The next research in patients with BPH, using levina with tamsulosin 0.4 or 0.8 mg has no cases of centrifugal blood pressure that decreases

When using Levina in combination with Terazosin 5 or 10 mg, causing hypotension in the patient. If using levina 6 hours after using terazosin, there is no case of lowering blood pressure. These results should be used to consider the distance between doses. In both this study and previous research with alfuzosin or terazosin, there was no case of atrial fibrillation.

It should only start treating Levina when the patient has stable treatment with Alpha blockers, which should start at the lowest dose. Levina can be used at any time when used with alfuzosin or tamsulosin. With Terazosin and other alpha blockers, it is necessary to consider the dose division between the drugs when treated with Levina.

In patients taking the optimal dose of Levina, treating with alpha blockers should start at the lowest dose.

Increasing the dose of alpha blockers may be related to further blood pressure loss in patients who are taking PDE5 inhibitors including Levina.

Other drugs

There is no pharmacokinetic interaction when using Levina in patients using 0.375 mg Digoxin, in a stable condition, 14 days away. There is no complications of pharmacokinetic transformation of Vardenafil due to simultaneous use with digoxin.

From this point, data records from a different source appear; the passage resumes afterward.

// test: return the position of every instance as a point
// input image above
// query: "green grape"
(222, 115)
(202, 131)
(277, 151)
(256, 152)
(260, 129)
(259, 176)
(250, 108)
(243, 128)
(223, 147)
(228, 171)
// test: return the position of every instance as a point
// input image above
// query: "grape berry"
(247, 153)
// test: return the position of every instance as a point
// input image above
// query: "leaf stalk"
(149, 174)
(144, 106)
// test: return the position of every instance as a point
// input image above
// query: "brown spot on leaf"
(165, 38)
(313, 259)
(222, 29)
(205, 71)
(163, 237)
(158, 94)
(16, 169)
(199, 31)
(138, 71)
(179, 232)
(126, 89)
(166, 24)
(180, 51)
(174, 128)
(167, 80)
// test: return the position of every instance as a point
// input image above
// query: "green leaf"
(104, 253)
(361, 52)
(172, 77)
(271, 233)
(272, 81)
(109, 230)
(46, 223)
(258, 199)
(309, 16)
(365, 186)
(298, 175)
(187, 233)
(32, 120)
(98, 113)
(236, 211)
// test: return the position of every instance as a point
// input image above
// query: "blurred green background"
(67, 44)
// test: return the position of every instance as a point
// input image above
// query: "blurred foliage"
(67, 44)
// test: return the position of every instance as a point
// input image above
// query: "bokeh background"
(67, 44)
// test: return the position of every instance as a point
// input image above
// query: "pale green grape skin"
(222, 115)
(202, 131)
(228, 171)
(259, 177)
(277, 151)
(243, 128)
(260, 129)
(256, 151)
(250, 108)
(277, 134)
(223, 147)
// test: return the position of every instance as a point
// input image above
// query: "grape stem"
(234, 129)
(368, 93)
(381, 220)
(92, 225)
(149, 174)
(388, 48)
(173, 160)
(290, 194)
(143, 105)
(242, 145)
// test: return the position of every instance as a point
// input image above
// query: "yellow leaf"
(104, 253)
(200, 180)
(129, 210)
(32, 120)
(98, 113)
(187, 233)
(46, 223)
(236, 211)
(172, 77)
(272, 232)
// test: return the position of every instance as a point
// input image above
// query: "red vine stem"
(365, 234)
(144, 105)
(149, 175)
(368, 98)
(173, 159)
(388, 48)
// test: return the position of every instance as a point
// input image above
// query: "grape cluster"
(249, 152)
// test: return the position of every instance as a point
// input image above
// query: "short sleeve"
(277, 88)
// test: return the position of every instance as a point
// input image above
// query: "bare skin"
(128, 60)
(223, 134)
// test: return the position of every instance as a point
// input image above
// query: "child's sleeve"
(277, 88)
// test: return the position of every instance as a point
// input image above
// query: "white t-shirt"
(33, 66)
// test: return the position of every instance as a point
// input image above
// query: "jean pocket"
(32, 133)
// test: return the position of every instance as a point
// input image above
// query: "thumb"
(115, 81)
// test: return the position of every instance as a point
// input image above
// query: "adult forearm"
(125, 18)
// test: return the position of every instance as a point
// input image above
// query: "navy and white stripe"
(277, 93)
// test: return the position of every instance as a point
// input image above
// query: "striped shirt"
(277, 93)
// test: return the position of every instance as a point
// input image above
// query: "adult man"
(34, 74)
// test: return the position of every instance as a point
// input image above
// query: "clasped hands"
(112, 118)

A single dose of antacids; Magnesium hydroxide/aluminum hydroxide does not change AUC or maximum cmax concentration of Vardenafil.

Concomitance H2 Ranitidine receptor antagonist 150 mg twice a day does not change the bioavailability of Vardenafil 20 mg.

Levina does not affect the bleeding time when used alone or in combination with acetylsalicylic acid (2 x tablets 81mg).

Levina does not cause the hypotension effect of Alcohol at a dose of 0.5 g/kg of weight that is likely to occur. Vardenafil's pharmacokinetics are not affected.

Survey of pharmacokinetic data in the population in phase III research shows that there is no significant effect of acetylsalicylic acid, enzyme inhibitors, beta blockers, CYP3A4 weak inhibitors, diuretics and diabetes treatment drugs, sulfonylumpea and metformin, on the pharmacokinetics of Vardenafil.

When using Levina 20mg simultaneously with Glibenclamide 3.5 mg, Glyburide, the relative bioavailability of glibenclamide is not affected. There is no evidence of Vardenafil's pharmacokinetics that are changed when used with glibenclamide.

There is no pharmacological interaction such as prothrombin and coagulation factors II, VII and X when using Warfarin 25 mg simultaneously with 20 mg Levina tablets. Vardenafil's pharmacokinetics are not affected when used with warfarin.

There is no significant interaction about pharmacokinetic or pharmacokinetic when using Levina simultaneously with Nifedipine 30 or 60 mg. Compared to the placebo, Levina reduces blood pressure by an additional 5.9 mmHg and 5.2 mmHg for systolic and diastolic blood pressure in the lying position, in order).